Let’s say a future woodworker examines my furniture 100 years from now and notices a few consistent failures. Now imagine that person visits me in a time machine to tell me where I went wrong. Well, you can bet I would listen to him or her and make some changes to the way I build.
Luckily for us, we already have a time machine, thousands of them, in fact. Antiques let us see what happens to a piece during its life, and I’ve learned much of what I know by closely examining many of these old pieces.
For this article I scoured a number of my favorite furniture barns and museums, looking not only for cracks and breaks, but also for the most instructive failures—common problems that happen in pieces of all types and styles. I found the perfect collection at Philip H. Bradley Co., an antiques dealer in Downingtown, Pa. Bradley’s pieces are iconic and beautifully preserved, and plentiful enough to contain many of the usual issues I’ve encountered in my decades of furniture study.
Wood movement is the creator of headaches: In most cases of furniture failure, the problem is the same: The maker did not sufficiently accommodate the seasonal shrinkage and expansion of wood parts. In a nutshell, wood barely moves along its length but moves a great deal across its width, and can do so with great force.
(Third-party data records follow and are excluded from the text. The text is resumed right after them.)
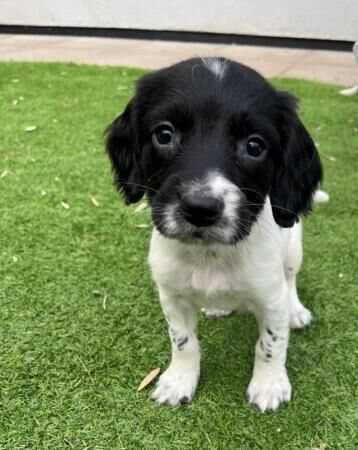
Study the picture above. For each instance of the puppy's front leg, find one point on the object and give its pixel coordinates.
(178, 383)
(270, 386)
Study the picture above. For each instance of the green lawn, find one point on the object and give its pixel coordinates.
(71, 362)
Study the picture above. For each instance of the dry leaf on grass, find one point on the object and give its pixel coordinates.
(65, 205)
(322, 446)
(94, 202)
(104, 302)
(141, 207)
(31, 128)
(149, 378)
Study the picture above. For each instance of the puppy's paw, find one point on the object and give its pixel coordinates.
(176, 386)
(268, 391)
(216, 312)
(300, 317)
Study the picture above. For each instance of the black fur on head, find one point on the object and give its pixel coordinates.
(209, 140)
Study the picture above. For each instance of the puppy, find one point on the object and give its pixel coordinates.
(229, 170)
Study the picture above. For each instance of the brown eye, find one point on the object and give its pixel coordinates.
(255, 146)
(163, 136)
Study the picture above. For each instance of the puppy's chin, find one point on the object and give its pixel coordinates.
(203, 236)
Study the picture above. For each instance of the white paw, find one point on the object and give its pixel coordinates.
(216, 312)
(176, 386)
(300, 317)
(268, 391)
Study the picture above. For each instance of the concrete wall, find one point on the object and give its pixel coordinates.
(324, 19)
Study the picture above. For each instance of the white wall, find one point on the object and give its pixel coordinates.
(324, 19)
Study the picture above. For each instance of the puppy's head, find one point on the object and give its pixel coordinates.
(208, 140)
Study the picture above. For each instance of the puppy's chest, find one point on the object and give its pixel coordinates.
(208, 274)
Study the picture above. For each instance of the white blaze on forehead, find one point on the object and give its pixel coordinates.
(215, 65)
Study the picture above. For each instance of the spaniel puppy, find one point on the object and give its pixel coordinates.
(229, 170)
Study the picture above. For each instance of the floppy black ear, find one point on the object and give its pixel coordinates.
(298, 169)
(123, 149)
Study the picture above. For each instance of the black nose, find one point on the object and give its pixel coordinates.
(201, 210)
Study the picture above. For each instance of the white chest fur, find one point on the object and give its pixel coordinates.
(220, 275)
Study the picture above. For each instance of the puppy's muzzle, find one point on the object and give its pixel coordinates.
(201, 210)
When that movement is restricted, bad things often occur.
The most common type of restriction is cross-grain construction, where two or more pieces are joined together at opposing angles. One piece wants to expand and contract across its width, while the other piece doesn’t move at all along its length. Soon cracks and splits make their debut. If a piece is veneered across the grain of solid wood below, you get buckles and bubbles.
To fix or not to fix: In each case of furniture failures that follow, we’ve provided an illustration of why the problem happened and how a modern maker could prevent it in their own work. However, for a reproduction woodworker the solutions are not always clear-cut. How far a builder strays from the original is a matter of compromise and choice. Some argue that we should build exactly like our forefathers did. But for me, “because they did it that way” has never been a very strong argument.
One shop in my region was determined to build veneered card tables the exact same way the originals were built. They did not cross-band the bricklaid cores, and they considered the inevitable split veneers to be part of the “charm” of working with solid wood. When I made a table that way for a friend years ago and the face veneer split, neither he nor I found the crack charming. After that, I made sure to cross-band my cores.
While I tend to stay conservative in my approach, I always give top priority to the future integrity of the piece.